CU: Sustainability training program to be offered ($$$) online
Jul 30th
CU-Boulder’s Sustainable Practices Program offers seminars and two non-credit certificates in business sustainability and community sustainability. The curriculum is designed to help professionals meet the growing need for “green” skills and credentials in the public and private work sectors.
“Our programs are grounded in the quality sustainability leadership that people expect from CU-Boulder,” said program director Kelly Simmons. “We’re excited that the expansion to online opens the opportunity for participants in Colorado and beyond, giving them access to thought-leading research and practices taught by CU-Boulder faculty and industry experts.”
The Sustainable Practices Program’s online curriculum, streamlined with the help of Kevin Krizek, curriculum director and CU-Boulder environmental design professor, combines video, presentations, discussions and live student-faculty interaction. Topics range from organizational change to zero waste.
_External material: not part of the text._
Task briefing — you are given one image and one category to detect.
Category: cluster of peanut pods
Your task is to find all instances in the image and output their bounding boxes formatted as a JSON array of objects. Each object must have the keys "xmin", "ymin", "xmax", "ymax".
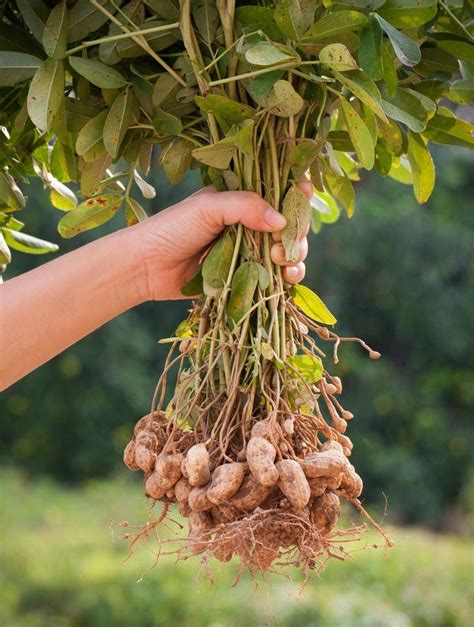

The six-week seminars may be taken individually or in a series of four to earn one of the non-credit certificates. Program tuition ranges from $2,000 to $6,500 plus a registration fee.
The six-year-old Sustainable Practices Program has offered dozens of live, location-based trainings to hundreds of participants from undergraduate students to working professionals. The program, one of the first in the nation, is managed by the CU Environmental Center in partnership with Chicago-based All Campus, a student enrollment services firm that helps universities increase the visibility of their online programs and facilitates the successful recruitment of students.
For more than half a century, CU-Boulder has been a leader in climate and energy research, interdisciplinary environmental studies and sustainable practices. In 2009, it was ranked the top green campus in the nation by Sierra magazine. In 2010, it was the first campus to attain a Gold rating under the Sustainability Tracking, Assessment and Ratings System. The campus has a number of LEED Platinum- and Gold-rated buildings. Also, CU-Boulder’s student-run Environmental Center, which manages the Sustainable Practices Program, is among the nation’s oldest, largest and most accomplished entities of its kind.